The model is compressible based on primitive equations and employs a terrain following r-vertical coordinat. The model includes parameterizations of a surface boundary layer and moist processes which account for the physical exchanges between the land and surface boundary layer and free atmosphere. Furthermore, the RegCM3 has options to inteface with a variety of reanalysis and General Circulation Model (GCM) boundary conditions.

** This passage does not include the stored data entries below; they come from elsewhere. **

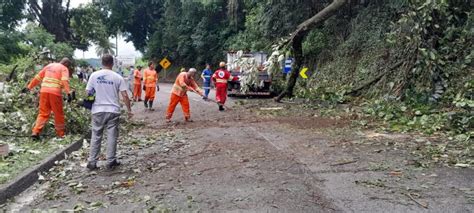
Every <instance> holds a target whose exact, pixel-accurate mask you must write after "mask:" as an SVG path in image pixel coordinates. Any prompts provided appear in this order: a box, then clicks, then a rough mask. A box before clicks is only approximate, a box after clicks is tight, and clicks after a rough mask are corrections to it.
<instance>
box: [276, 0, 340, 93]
mask: <svg viewBox="0 0 474 213" xmlns="http://www.w3.org/2000/svg"><path fill="white" fill-rule="evenodd" d="M346 3H347V0H334V1H333V2H332V3H331V4H330V5H328V6H327V7H325V8H324V9H323V10H321V11H319V13H317V14H316V15H314V16H313V17H311V18H309V19H307V20H306V21H304V22H303V23H301V24H300V25H298V27H297V29H296V30H295V31H294V32H293V33H291V37H290V38H289V39H288V40H286V42H284V43H283V44H282V45H286V44H288V43H291V47H292V48H293V54H294V57H295V65H294V66H293V69H292V71H291V74H290V78H289V79H288V83H287V85H286V88H285V90H283V92H281V93H280V95H279V96H278V97H276V98H275V101H277V102H280V101H281V99H283V98H284V97H286V96H292V95H293V89H294V87H295V84H296V80H297V79H298V75H299V71H300V69H301V66H302V65H303V61H304V56H303V48H302V46H303V40H304V38H305V37H306V35H307V34H308V33H309V31H311V30H312V29H314V28H315V27H317V26H319V25H321V24H322V23H323V22H324V21H325V20H327V19H328V18H329V17H331V16H332V15H334V13H336V12H337V11H338V10H339V9H340V8H341V7H342V6H344V5H345V4H346ZM282 45H280V46H282Z"/></svg>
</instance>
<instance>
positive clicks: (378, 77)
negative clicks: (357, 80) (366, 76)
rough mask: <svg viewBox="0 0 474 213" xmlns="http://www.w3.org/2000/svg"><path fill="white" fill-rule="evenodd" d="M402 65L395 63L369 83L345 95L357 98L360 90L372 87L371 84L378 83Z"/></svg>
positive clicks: (397, 62) (380, 73) (399, 63)
mask: <svg viewBox="0 0 474 213" xmlns="http://www.w3.org/2000/svg"><path fill="white" fill-rule="evenodd" d="M402 64H403V61H399V62H397V63H396V64H394V65H393V66H391V67H390V68H389V69H388V70H387V71H386V72H382V73H380V74H378V75H377V76H376V77H375V78H373V79H372V80H370V81H368V82H366V83H364V84H362V86H359V87H357V88H355V89H353V90H352V91H350V92H348V93H346V94H345V95H352V96H357V95H358V94H359V92H360V91H361V90H364V89H366V88H368V87H370V86H371V85H373V84H375V83H377V82H379V81H380V79H382V77H384V76H385V75H387V74H389V73H391V72H392V70H394V69H396V68H398V67H399V66H400V65H402Z"/></svg>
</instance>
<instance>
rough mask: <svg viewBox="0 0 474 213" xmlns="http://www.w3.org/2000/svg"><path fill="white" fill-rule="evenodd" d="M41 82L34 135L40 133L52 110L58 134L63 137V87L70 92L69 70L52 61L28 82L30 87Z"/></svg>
mask: <svg viewBox="0 0 474 213" xmlns="http://www.w3.org/2000/svg"><path fill="white" fill-rule="evenodd" d="M40 83H41V90H40V105H39V113H38V117H37V118H36V124H35V126H34V127H33V135H39V134H40V133H41V130H42V129H43V127H44V125H45V124H46V122H48V119H49V116H50V114H51V112H53V114H54V127H55V129H56V135H58V136H59V137H63V136H64V134H65V129H66V126H65V122H64V111H63V100H62V94H61V89H64V91H65V92H66V93H67V94H69V93H70V89H69V70H68V68H67V67H66V66H64V65H62V64H60V63H52V64H49V65H47V66H46V67H44V68H43V69H42V70H41V71H40V72H39V73H38V74H37V75H36V76H35V78H33V80H31V82H30V84H28V89H30V90H31V89H33V88H34V87H35V86H37V85H38V84H40Z"/></svg>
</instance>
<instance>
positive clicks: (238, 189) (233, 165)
mask: <svg viewBox="0 0 474 213" xmlns="http://www.w3.org/2000/svg"><path fill="white" fill-rule="evenodd" d="M170 90H171V85H169V84H162V85H161V91H160V92H159V93H158V95H157V98H156V101H155V109H156V111H154V112H145V111H144V107H143V105H142V103H138V104H135V105H134V107H133V111H134V113H135V116H134V118H133V120H134V122H135V123H141V124H135V125H133V126H130V125H128V126H127V128H130V129H132V130H131V132H130V133H129V134H128V135H124V134H122V135H121V136H120V138H121V139H120V140H121V144H120V145H119V148H118V149H119V156H120V160H121V161H122V162H123V163H124V165H123V166H121V167H120V168H119V169H117V170H115V171H106V170H105V169H101V170H99V171H97V172H89V171H87V170H86V169H85V168H84V167H85V163H86V161H85V159H86V158H85V156H87V149H84V150H82V151H80V152H77V153H75V154H74V155H72V156H71V157H70V158H69V160H68V161H65V162H62V165H60V166H58V167H56V168H55V169H54V171H52V172H51V174H49V175H45V179H46V180H45V181H42V182H41V183H39V184H36V185H35V186H34V187H32V188H31V189H29V190H28V191H26V192H25V193H23V194H22V195H20V196H19V197H18V198H17V199H16V200H15V202H12V203H10V204H9V205H8V206H7V207H6V208H8V209H9V210H13V211H21V212H23V211H30V210H32V209H42V210H48V209H57V210H68V209H69V210H71V209H76V210H86V211H87V210H90V211H95V210H98V211H100V212H131V211H140V212H141V211H143V210H144V209H147V210H152V211H160V210H163V211H177V212H183V211H186V212H188V211H190V212H472V211H473V209H474V205H473V202H472V200H469V199H472V197H471V196H472V194H470V193H472V192H473V191H472V190H473V188H474V183H473V182H474V181H473V178H472V177H474V172H473V170H472V169H450V168H432V169H417V168H415V167H413V166H409V165H408V164H407V162H408V161H409V157H408V156H409V153H408V149H407V150H405V149H404V147H403V146H400V145H399V143H398V142H399V141H400V140H406V139H407V138H406V137H405V136H403V135H401V136H397V135H381V134H373V135H370V134H367V133H364V134H360V132H356V131H355V130H351V128H350V124H349V122H347V121H346V120H344V119H339V120H337V119H336V120H334V119H327V118H322V117H312V116H309V117H308V116H301V117H295V116H293V115H291V114H286V111H284V109H287V108H288V106H286V105H281V104H276V103H273V102H272V101H271V100H264V101H261V100H242V99H237V100H233V99H231V100H229V102H228V107H229V110H227V111H225V112H219V111H218V110H217V109H218V107H217V105H216V104H214V103H211V102H205V101H203V100H202V99H201V98H200V97H199V96H197V95H195V94H189V98H190V103H191V114H192V119H193V120H194V122H191V123H186V122H184V118H183V115H182V112H181V108H180V107H178V108H177V109H176V112H175V116H174V117H173V123H171V124H167V123H165V120H164V116H165V109H166V106H167V104H168V100H169V95H170V93H169V91H170ZM210 97H214V93H213V92H212V93H211V96H210ZM290 107H291V106H290ZM282 109H283V110H282ZM268 113H270V114H271V113H273V114H274V116H266V115H268ZM339 130H340V131H339ZM122 133H123V132H122ZM331 133H335V134H331ZM341 134H344V137H342V136H341ZM100 166H103V165H100Z"/></svg>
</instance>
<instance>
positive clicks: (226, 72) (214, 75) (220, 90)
mask: <svg viewBox="0 0 474 213" xmlns="http://www.w3.org/2000/svg"><path fill="white" fill-rule="evenodd" d="M225 66H226V64H225V62H221V63H219V69H217V70H216V72H214V74H213V75H212V81H214V84H215V85H216V102H217V105H218V106H219V111H224V104H225V101H226V100H227V82H228V81H236V80H237V79H238V78H237V77H233V76H232V75H231V74H230V72H229V71H228V70H227V69H226V67H225Z"/></svg>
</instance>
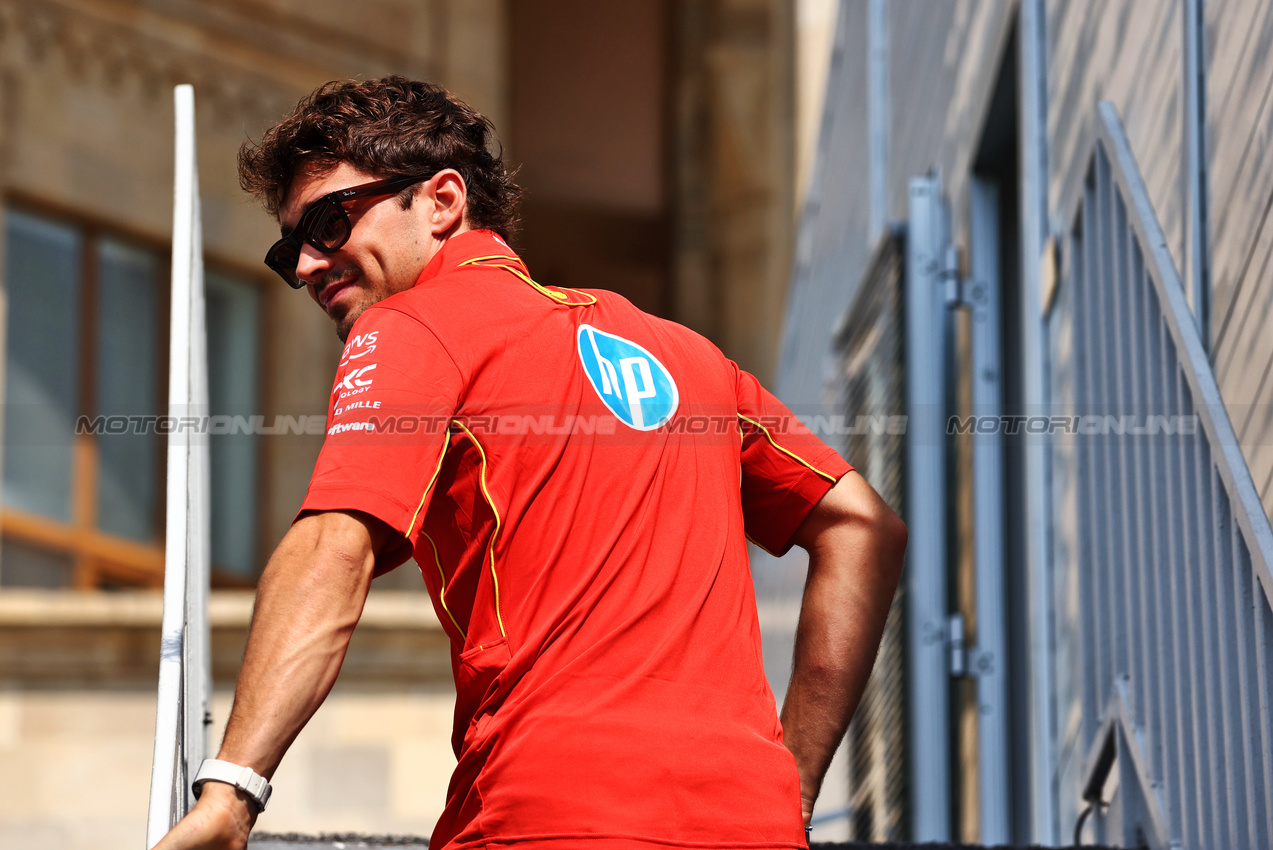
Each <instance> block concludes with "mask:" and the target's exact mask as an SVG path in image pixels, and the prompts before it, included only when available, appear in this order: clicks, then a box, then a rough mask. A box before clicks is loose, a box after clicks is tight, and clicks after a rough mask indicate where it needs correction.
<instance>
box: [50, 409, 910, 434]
mask: <svg viewBox="0 0 1273 850" xmlns="http://www.w3.org/2000/svg"><path fill="white" fill-rule="evenodd" d="M456 419H457V417H456V416H452V415H439V414H424V415H421V414H414V412H411V414H393V412H390V411H367V412H364V411H359V415H358V417H355V419H350V417H341V416H337V417H336V420H335V421H332V422H331V424H328V422H327V417H326V416H322V415H317V414H314V415H299V416H297V415H275V416H266V415H264V414H251V415H176V416H174V415H168V416H164V415H122V414H121V415H98V416H80V417H79V419H78V420H76V421H75V434H76V435H109V436H118V435H129V434H131V435H143V434H160V435H171V434H190V435H196V434H197V435H252V436H257V435H260V436H285V435H298V436H299V435H311V436H320V435H327V436H335V435H339V434H346V433H354V431H358V433H374V434H393V435H410V434H440V433H443V431H447V430H449V429H451V426H452V422H453V421H456ZM461 421H462V422H463V424H465V425H466V426H467V428H470V429H474V430H479V431H484V433H488V434H500V435H519V434H526V435H565V434H601V435H610V434H615V433H617V431H619V430H620V426H621V422H620V421H619V419H617V417H615V416H614V415H612V414H608V412H607V414H556V415H555V414H542V412H528V414H518V412H514V414H488V415H476V416H463V417H462V419H461ZM906 421H908V417H906V416H905V415H858V416H843V415H807V416H806V415H796V414H789V415H787V414H774V415H766V414H759V415H755V416H754V417H749V416H746V415H742V416H740V414H737V412H732V414H693V412H690V414H685V415H680V416H675V417H673V419H672V420H671V421H670V422H667V424H666V425H662V426H661V428H659V430H665V431H667V433H671V434H712V435H722V434H736V433H737V431H738V430H740V429H741V430H743V431H746V430H749V429H751V428H760V429H763V430H766V431H769V433H771V434H787V433H791V431H792V430H793V428H796V424H797V422H798V424H799V425H801V426H803V428H805V429H808V430H810V431H812V433H813V434H817V435H819V436H859V435H862V436H864V435H875V436H881V435H895V436H901V435H905V433H906Z"/></svg>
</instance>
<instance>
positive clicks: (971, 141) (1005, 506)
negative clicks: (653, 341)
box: [774, 0, 1273, 847]
mask: <svg viewBox="0 0 1273 850" xmlns="http://www.w3.org/2000/svg"><path fill="white" fill-rule="evenodd" d="M1270 34H1273V17H1270V10H1269V8H1268V6H1267V4H1260V3H1254V1H1250V0H1206V1H1199V3H1194V1H1181V3H1151V4H1146V3H1136V1H1120V0H1113V1H1105V0H1100V1H1096V0H1094V1H1091V3H1081V1H1074V0H1067V1H1064V3H1062V1H1057V3H1053V1H1050V0H1021V1H1020V3H1009V1H1007V0H1004V1H995V0H983V1H971V0H970V1H960V0H951V1H948V3H929V4H906V3H890V1H887V0H844V3H841V4H840V20H839V29H838V34H836V45H835V51H834V59H833V66H831V75H830V81H829V84H827V99H826V111H825V113H824V123H822V129H821V132H822V135H821V139H820V143H819V154H817V160H816V164H815V168H813V183H812V188H811V192H810V196H808V199H807V201H806V206H805V214H803V219H802V224H801V229H799V233H798V237H797V252H796V272H794V277H793V285H792V290H791V293H789V300H788V310H787V319H785V322H787V323H785V331H784V337H783V349H782V355H780V360H779V366H778V391H779V394H782V396H783V398H784V400H785V401H787V402H788V403H789V405H792V406H793V407H796V408H798V410H803V411H806V412H807V414H808V415H810V416H813V417H817V416H821V417H822V420H821V421H822V422H824V425H825V428H826V429H827V430H829V433H831V434H835V435H839V438H840V439H841V440H843V444H844V445H845V447H847V457H848V459H849V461H850V462H853V463H855V464H858V466H859V467H861V468H862V470H863V471H864V472H866V473H867V476H868V478H872V480H875V481H877V482H878V485H877V486H878V487H880V489H881V492H883V494H885V495H886V498H889V499H890V501H891V503H892V504H894V505H895V506H897V508H900V510H901V513H903V515H904V518H905V519H906V522H908V524H909V527H910V541H911V545H910V550H909V552H908V568H906V570H908V574H906V578H905V579H904V588H903V594H901V598H900V599H899V602H897V604H895V618H896V622H894V624H891V625H890V632H889V636H887V639H886V644H885V649H883V651H882V655H881V658H882V659H892V663H886V664H882V665H880V667H878V668H877V671H876V676H875V678H873V681H872V683H871V686H869V690H868V697H867V701H866V705H864V707H863V710H862V711H861V713H859V715H858V718H857V719H855V721H854V729H853V730H852V732H850V738H849V742H848V753H847V767H845V770H847V771H848V774H849V781H850V797H849V799H850V805H849V808H848V811H847V812H845V817H847V818H848V821H849V825H850V832H852V835H853V837H855V839H859V840H906V839H914V840H965V841H981V842H985V844H997V842H1009V841H1011V842H1018V844H1025V842H1039V844H1045V845H1060V844H1069V842H1076V844H1077V842H1080V841H1082V842H1088V844H1091V842H1106V844H1111V845H1125V846H1137V845H1141V846H1153V847H1160V846H1161V847H1167V846H1171V847H1208V846H1263V845H1264V844H1267V842H1268V840H1269V835H1270V831H1273V798H1270V793H1273V784H1270V780H1269V770H1270V766H1273V749H1270V744H1273V742H1270V737H1269V732H1268V724H1267V718H1265V716H1264V714H1263V709H1262V707H1260V706H1265V705H1267V704H1268V700H1269V690H1268V688H1269V681H1270V679H1269V671H1270V668H1269V657H1268V654H1267V646H1268V640H1269V637H1270V635H1273V631H1270V627H1273V626H1270V617H1273V608H1270V599H1273V580H1270V578H1269V569H1268V562H1269V559H1270V552H1273V550H1270V548H1269V542H1270V534H1269V523H1268V515H1269V513H1270V509H1273V477H1270V459H1269V452H1268V443H1269V419H1268V411H1269V406H1268V394H1269V392H1273V388H1270V387H1269V382H1268V374H1269V364H1270V363H1273V354H1270V350H1269V342H1268V338H1267V337H1268V335H1267V333H1265V332H1264V328H1265V323H1267V318H1268V314H1269V300H1270V298H1273V288H1270V286H1269V285H1268V275H1267V274H1265V263H1267V261H1268V256H1269V242H1268V233H1267V230H1268V225H1269V219H1268V209H1269V199H1270V197H1273V190H1270V186H1273V183H1270V181H1273V160H1269V158H1268V157H1267V148H1268V145H1267V144H1265V139H1264V135H1265V134H1264V127H1265V126H1267V118H1268V115H1267V109H1268V108H1269V107H1268V103H1269V98H1268V93H1269V90H1270V89H1273V71H1270V69H1269V66H1268V62H1267V61H1265V59H1264V53H1265V51H1264V48H1263V46H1264V45H1267V43H1268V39H1269V37H1270ZM899 415H900V416H904V417H905V425H904V426H903V428H897V429H894V428H892V425H894V424H895V422H894V420H892V417H895V416H899ZM899 482H900V484H899ZM774 569H775V570H779V571H780V570H782V569H783V568H774ZM791 574H792V575H796V574H798V566H797V568H792V573H791ZM899 667H900V668H901V671H903V672H899ZM882 741H895V742H904V743H903V744H901V746H895V747H883V746H881V742H882Z"/></svg>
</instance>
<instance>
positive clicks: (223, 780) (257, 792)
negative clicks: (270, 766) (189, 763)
mask: <svg viewBox="0 0 1273 850" xmlns="http://www.w3.org/2000/svg"><path fill="white" fill-rule="evenodd" d="M218 785H225V786H227V788H232V789H234V790H236V791H238V794H239V795H241V798H242V799H246V800H248V802H251V804H252V805H253V807H255V808H253V811H255V812H264V811H265V807H266V804H267V803H269V802H270V793H271V790H272V789H271V788H270V783H269V780H266V777H265V776H261V775H260V774H257V772H256V771H255V770H252V769H251V767H244V766H243V765H238V763H234V762H232V761H227V760H224V758H205V760H204V761H202V763H201V765H200V766H199V770H197V771H196V772H195V779H193V783H192V788H193V793H195V797H196V798H197V797H201V795H202V794H204V791H205V789H207V788H215V786H218Z"/></svg>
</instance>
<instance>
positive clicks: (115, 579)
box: [0, 0, 829, 849]
mask: <svg viewBox="0 0 1273 850" xmlns="http://www.w3.org/2000/svg"><path fill="white" fill-rule="evenodd" d="M797 5H799V6H801V9H805V11H808V9H811V8H813V9H815V11H816V8H821V9H822V18H824V19H825V17H826V10H827V8H829V4H826V3H810V1H806V3H803V4H797V3H794V1H793V0H658V1H645V0H642V1H640V3H629V4H594V3H586V1H583V0H428V1H420V3H407V1H405V0H376V1H374V3H363V4H358V9H356V13H355V11H351V9H350V6H349V5H348V4H339V3H337V4H303V3H293V1H290V0H288V1H285V3H264V1H257V0H250V1H246V3H216V4H206V3H164V4H155V3H148V1H144V0H135V1H134V0H125V1H122V3H113V1H112V3H107V1H102V0H0V234H3V235H0V270H3V271H0V284H3V286H0V316H3V322H0V327H3V328H4V331H3V340H0V351H3V352H4V361H3V369H0V375H3V378H0V383H3V392H4V421H3V433H4V435H3V452H0V468H3V482H4V485H3V494H0V845H3V846H23V847H94V849H101V847H116V846H118V847H125V846H130V847H131V846H137V844H139V842H140V841H141V840H143V836H144V822H145V807H146V785H148V776H149V769H150V753H151V735H153V729H154V685H155V682H154V678H155V671H157V665H158V651H159V645H158V641H159V618H160V607H159V598H158V594H157V588H159V587H160V585H162V582H163V534H164V528H163V518H164V504H163V492H164V476H165V471H164V443H163V435H162V434H158V433H154V430H153V429H146V428H145V426H135V425H134V424H132V422H134V420H136V421H141V420H143V417H145V416H153V415H158V414H162V412H164V410H165V406H167V397H165V393H167V350H168V331H167V326H168V296H167V282H168V266H169V246H171V228H172V179H173V153H172V151H173V129H172V127H173V107H172V103H173V101H172V89H173V87H174V85H177V84H183V83H190V84H192V85H193V88H195V99H196V116H197V149H199V163H200V183H201V193H202V238H204V246H205V262H206V268H207V293H209V303H207V313H209V351H210V403H211V414H213V415H214V416H222V417H225V419H224V421H225V422H228V424H229V425H230V428H229V429H228V431H229V433H227V434H222V435H216V436H214V438H213V442H211V452H213V477H211V489H213V510H211V513H213V532H214V533H213V538H214V543H213V585H214V593H213V603H211V612H210V617H211V626H213V658H214V685H215V700H214V724H213V727H211V730H210V735H211V738H213V742H214V746H215V742H216V739H218V737H219V729H220V724H224V720H225V714H227V711H228V706H229V699H230V687H232V685H233V681H234V676H236V672H237V665H238V658H239V655H241V653H242V645H243V640H244V636H246V627H247V621H248V616H250V597H251V587H252V585H253V583H255V580H256V576H257V575H258V573H260V570H261V566H262V565H264V560H265V557H266V556H267V555H269V552H270V551H271V548H272V546H274V543H275V542H276V541H278V540H279V538H280V537H281V536H283V533H284V532H285V531H286V528H288V526H289V524H290V522H292V518H293V515H294V512H295V509H297V505H299V503H300V499H302V496H303V494H304V490H306V485H307V481H308V476H309V472H311V470H312V466H313V462H314V458H316V457H317V453H318V449H320V445H321V440H322V435H321V429H316V428H312V426H311V424H309V422H311V417H314V416H320V417H321V416H322V415H323V414H325V411H326V407H325V405H326V400H327V392H328V389H330V382H331V375H332V374H334V370H335V366H336V361H337V358H339V351H340V347H339V341H337V340H336V337H335V335H334V333H332V332H331V328H330V324H328V322H327V319H326V318H325V317H323V316H322V314H321V313H320V312H318V310H317V309H314V308H313V307H312V305H311V304H309V302H308V299H306V298H304V296H303V294H297V293H294V291H292V290H289V289H286V288H284V286H280V285H279V281H278V280H276V279H275V276H274V274H272V272H270V271H269V270H267V268H265V266H264V265H262V263H261V257H262V256H264V254H265V251H266V248H267V247H269V246H270V243H271V242H272V240H274V238H276V237H275V235H274V233H275V228H276V225H275V223H272V221H271V220H270V219H269V216H267V215H266V214H265V213H262V211H261V210H260V209H258V207H257V206H256V205H255V204H253V202H252V201H251V199H248V197H247V196H244V195H243V193H242V192H241V191H239V188H238V186H237V178H236V165H234V158H236V153H237V150H238V148H239V145H241V144H242V143H243V140H244V139H248V137H256V136H257V135H258V134H260V132H261V131H262V129H265V127H266V126H269V125H270V123H271V122H272V121H276V120H278V118H279V117H281V116H283V115H285V113H286V112H288V111H289V109H290V108H292V107H293V106H294V104H295V102H297V101H298V99H299V98H300V97H303V95H304V94H306V93H308V92H311V90H312V89H313V88H316V87H317V85H318V84H321V83H323V81H327V80H332V79H346V78H372V76H377V75H382V74H387V73H400V74H405V75H409V76H415V78H423V79H429V80H434V81H438V83H440V84H443V85H446V87H447V88H448V89H451V90H452V92H454V93H456V94H457V95H458V97H461V98H463V99H465V101H467V102H468V103H471V104H472V106H475V107H476V108H477V109H480V111H481V112H482V113H485V115H486V116H489V117H490V118H491V120H493V121H494V123H495V126H496V127H498V129H499V132H500V141H502V144H503V145H504V151H505V157H507V159H508V160H509V162H510V163H513V164H514V165H517V167H518V168H519V169H521V171H519V181H521V182H522V183H523V185H524V186H526V187H527V190H528V196H527V202H526V207H524V214H523V232H522V238H521V242H519V248H521V251H522V253H523V256H524V257H526V258H527V261H528V263H530V267H531V268H532V271H533V272H535V275H536V277H538V279H541V280H545V281H547V282H554V284H558V285H566V286H598V288H606V289H614V290H617V291H620V293H622V294H624V295H626V296H628V298H630V299H631V300H633V302H635V303H636V304H638V305H640V307H643V308H645V309H651V310H653V312H656V313H659V314H663V316H667V317H670V318H673V319H679V321H682V322H685V323H687V324H690V326H691V327H695V328H698V330H700V331H701V332H704V333H707V335H708V336H710V337H712V338H713V340H714V341H717V342H718V344H719V345H721V346H722V347H723V349H724V350H726V351H727V352H728V354H729V355H731V356H732V358H735V359H736V360H738V361H740V363H741V364H742V365H745V366H746V368H749V369H751V370H754V372H756V373H757V374H760V375H763V377H771V374H773V361H774V356H775V352H777V349H778V340H779V335H780V323H782V304H783V298H784V293H785V288H787V282H788V271H789V263H791V251H792V239H793V234H794V209H796V206H797V196H798V195H799V192H798V179H797V168H798V165H797V150H798V146H799V140H798V136H797V125H796V120H794V118H796V115H797V111H798V107H797V97H796V88H797V83H796V74H797V61H796V53H797V42H798V39H801V38H803V39H806V41H810V39H811V41H812V42H817V41H819V38H820V33H821V32H822V31H825V28H826V27H825V24H820V23H819V20H820V19H819V18H817V15H813V17H812V18H811V17H810V15H808V14H805V15H803V17H798V15H797ZM811 66H812V67H815V69H817V66H819V62H817V61H813V62H812V64H811ZM815 76H816V74H815ZM806 101H807V98H806ZM807 108H808V107H806V111H807ZM118 422H125V424H126V425H125V428H122V429H121V428H116V424H118ZM412 569H414V568H412V566H411V565H407V566H404V568H402V569H400V570H397V571H395V573H393V574H391V575H390V576H384V578H382V579H379V580H377V585H376V588H374V589H373V598H372V602H370V603H369V607H368V613H367V616H365V617H364V621H363V625H362V627H360V629H359V631H358V637H356V639H355V641H354V644H353V646H351V649H350V657H349V659H348V662H346V665H345V669H344V672H342V676H341V681H340V683H339V685H337V687H336V691H335V692H334V695H332V697H331V699H330V700H328V704H327V705H326V706H325V707H323V710H322V711H321V713H320V715H318V716H317V718H316V720H314V721H313V723H312V724H311V727H309V728H308V729H307V730H306V733H304V734H303V735H302V738H300V739H299V741H298V743H297V746H295V747H294V749H293V752H292V755H289V758H288V762H286V763H285V766H284V767H283V769H281V770H280V771H279V775H278V776H276V781H275V785H276V789H278V790H276V794H275V797H274V799H272V802H271V807H270V811H269V812H267V813H266V816H265V817H262V818H261V822H260V825H258V828H261V830H266V831H275V832H288V831H302V832H322V831H364V832H377V833H386V832H396V833H415V835H428V833H429V832H430V831H432V827H433V822H434V819H435V817H437V814H438V813H439V812H440V809H442V804H443V802H444V793H446V785H447V779H448V776H449V771H451V767H452V765H453V757H452V755H451V751H449V743H448V741H449V724H451V711H452V702H453V691H452V686H451V682H449V663H448V648H447V644H446V639H444V636H443V632H442V631H440V627H439V626H438V624H437V621H435V618H434V615H433V611H432V606H430V604H429V602H428V599H426V597H425V594H423V593H421V590H423V583H421V582H420V580H419V578H418V576H416V575H412ZM783 624H785V625H784V626H783V627H787V626H789V625H791V624H789V622H787V621H785V620H784V621H783Z"/></svg>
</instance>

ROMS (Regional Ocean Modeling System) Model ;
ROMS is a free-surface terrain following primitive equations ocean model widely used by the scientific community for a diverse range of applications. ROMS includes accurate and efficient physical and numerical algorithms and several coupled models for biogeochemical, bio-optical sediment and sea ice applications. It also includes several vertical mixing schemes multiple levels of nesting and composed grids.
mpiBLAST;
Basic Local Alignment Search Tool (BLAST) finds regions of similarity between biological sequences. The program compares nucleotide or protein sequences to sequence databases and calculates the statistical significance. mpiBLAST is a freely available open source, parallel implementation of NCBI BLAST.
By efficintly utilizing distributed computational resources rthrough database fragmentation, queryu segmentation, intelligent scheduling, and parallel I/O, mpiBLAST improves NCBI BLAST performance by several orders of magintude while scaling to hundreads of processors. mpiBLAST is also portable across many different platforms and operating systems.
CGView (Circular Genome Viewer);
CGView is a Java package for generating high quality, zoomable maps of circular genomes. Its primary purpose is to serve as a component of sequence annotation pipelines, as a means of generating visual output suitable for the web. Feature information and rendering options are supplied to the program using an XML file, a tab delimited file, or an NCBI ptt file. CGView converts the input into a graphical map(PNG, JPG, or Scalable Vector Graphical formats), complete with labels, a title. legends, and footnotes. In addition to the default full view map, the program can generate a series of hyperlinked maps showing expanded views. The linked maps can be explored using any web browser, allowing rapid genome browsing, and facilitating data sharing. The feature labels in maps an be hyperlinked to external resources, allowing CGView maps to be integrated with existing website content or databases.